BAGHDAD The leaders of Iraq's two largest political blocs held talks on Saturday for the first time since an inconclusive March election, but there was no sign of a breakthrough on the country's next government.
Prime Minister Nuri al-Maliki and Iyad Allawi, leader of the winning Sunni-backed Iraqiya alliance, met under tight security at the office of the Council of Ministers, after weeks of sniping over who had the right to try to form the government.
Iraq's new parliament is to sit for the first time on Monday.
Allawi's cross-sectarian Iraqiya coalition narrowly won the March 7 vote with the heavy backing of Iraq's once-dominant Sunni minority.
But he faces being sidelined by a Shi'ite tie-up of Maliki's second-placed State of Law and the third-placed Iraqi National Alliance, which includes firebrand anti-U.S. cleric Moqtada al-Sadr.
Allawi, a secular Shi'ite and former prime minister, has warned Iraq risks a return to full-blown sectarian warfare if Iraqiya is denied the right to lead the government.
But some of his Sunni allies fear they risk being locked out of a governing coalition completely if Allawi continues to insist on heading the government.
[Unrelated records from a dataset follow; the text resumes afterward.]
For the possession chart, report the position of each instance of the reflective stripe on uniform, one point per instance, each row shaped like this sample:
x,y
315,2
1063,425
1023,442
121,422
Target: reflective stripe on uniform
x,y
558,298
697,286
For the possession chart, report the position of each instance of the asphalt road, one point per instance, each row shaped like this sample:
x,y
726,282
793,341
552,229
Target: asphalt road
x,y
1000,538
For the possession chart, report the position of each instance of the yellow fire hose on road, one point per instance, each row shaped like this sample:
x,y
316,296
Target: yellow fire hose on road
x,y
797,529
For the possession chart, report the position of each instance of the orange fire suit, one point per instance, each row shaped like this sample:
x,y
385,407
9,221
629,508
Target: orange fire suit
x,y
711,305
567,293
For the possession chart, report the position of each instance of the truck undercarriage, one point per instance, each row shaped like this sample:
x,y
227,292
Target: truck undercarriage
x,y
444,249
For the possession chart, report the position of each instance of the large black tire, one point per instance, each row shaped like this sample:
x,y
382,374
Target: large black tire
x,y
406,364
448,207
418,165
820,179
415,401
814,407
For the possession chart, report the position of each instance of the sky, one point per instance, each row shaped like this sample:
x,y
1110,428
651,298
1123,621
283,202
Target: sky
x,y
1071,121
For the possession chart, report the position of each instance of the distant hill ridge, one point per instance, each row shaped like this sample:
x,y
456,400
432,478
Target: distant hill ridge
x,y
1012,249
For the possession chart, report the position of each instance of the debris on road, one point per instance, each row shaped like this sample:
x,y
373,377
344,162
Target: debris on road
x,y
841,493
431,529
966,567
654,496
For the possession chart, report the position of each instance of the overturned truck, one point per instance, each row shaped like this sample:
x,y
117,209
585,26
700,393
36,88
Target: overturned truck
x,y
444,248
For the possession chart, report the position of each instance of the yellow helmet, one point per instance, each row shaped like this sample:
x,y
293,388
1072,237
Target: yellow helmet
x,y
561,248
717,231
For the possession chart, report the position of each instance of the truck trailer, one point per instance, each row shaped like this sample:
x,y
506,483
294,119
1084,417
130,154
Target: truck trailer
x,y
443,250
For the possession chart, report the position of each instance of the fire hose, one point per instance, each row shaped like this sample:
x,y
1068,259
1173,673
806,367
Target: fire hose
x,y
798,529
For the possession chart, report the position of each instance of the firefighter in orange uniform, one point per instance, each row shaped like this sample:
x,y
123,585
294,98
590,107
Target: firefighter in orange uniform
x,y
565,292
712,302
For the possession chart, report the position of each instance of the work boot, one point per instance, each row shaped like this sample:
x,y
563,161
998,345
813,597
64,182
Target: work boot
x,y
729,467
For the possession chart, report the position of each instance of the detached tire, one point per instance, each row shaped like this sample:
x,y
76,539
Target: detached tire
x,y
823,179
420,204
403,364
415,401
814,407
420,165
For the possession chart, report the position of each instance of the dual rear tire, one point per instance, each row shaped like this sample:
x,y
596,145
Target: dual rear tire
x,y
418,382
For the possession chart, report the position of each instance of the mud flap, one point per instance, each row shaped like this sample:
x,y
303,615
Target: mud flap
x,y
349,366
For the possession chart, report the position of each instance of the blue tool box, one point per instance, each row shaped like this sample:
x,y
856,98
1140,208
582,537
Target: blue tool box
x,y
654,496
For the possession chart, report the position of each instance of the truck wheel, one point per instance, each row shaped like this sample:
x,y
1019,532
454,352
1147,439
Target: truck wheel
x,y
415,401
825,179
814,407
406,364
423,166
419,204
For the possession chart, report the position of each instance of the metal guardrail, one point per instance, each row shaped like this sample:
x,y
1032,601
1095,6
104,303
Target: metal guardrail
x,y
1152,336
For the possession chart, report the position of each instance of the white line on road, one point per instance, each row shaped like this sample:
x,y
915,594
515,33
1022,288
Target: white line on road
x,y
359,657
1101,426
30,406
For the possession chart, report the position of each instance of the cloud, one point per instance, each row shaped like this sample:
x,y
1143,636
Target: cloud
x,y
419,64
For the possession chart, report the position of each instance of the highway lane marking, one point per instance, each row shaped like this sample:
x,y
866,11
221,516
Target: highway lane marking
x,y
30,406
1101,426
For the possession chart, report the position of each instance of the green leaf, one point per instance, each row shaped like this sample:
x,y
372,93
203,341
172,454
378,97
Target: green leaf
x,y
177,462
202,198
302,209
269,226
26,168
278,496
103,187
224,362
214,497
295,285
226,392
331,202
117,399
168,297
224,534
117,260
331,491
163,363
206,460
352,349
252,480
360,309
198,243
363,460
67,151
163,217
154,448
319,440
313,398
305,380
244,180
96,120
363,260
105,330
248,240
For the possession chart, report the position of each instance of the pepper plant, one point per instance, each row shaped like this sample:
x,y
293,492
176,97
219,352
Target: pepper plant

The new Shi'ite alliance is still four seats short of a majority.
"This meeting opens the door for another meeting between the two sides and that meeting will further close the distance between them," said State of law official Ali al-Dabbagh, who is also the spokesman of Maliki's outgoing government.
"It's not fair for people to expect that one meeting will solve all problems," he said on state-run Iraqiya television, adding that all sides agreed it was important for Allawi's Iraqiya to be included in the next government in some way.
Analysts caution it could yet be weeks or months before a government is in place, meaning Iraq might be effectively rudderless as the U.S. military ends combat operations in August ahead of a full withdrawal next year.
U.S. forces plan to cut troop numbers from just under 90,000 to 50,000 by September 1.
Washington says it will press ahead despite the political deadlock, with overall violence down sharply from the height of sectarian bloodshed in 2006-07.
The past two months, however, have seen a rise in casualties from insurgent attacks as militants try to exploit the power vacuum.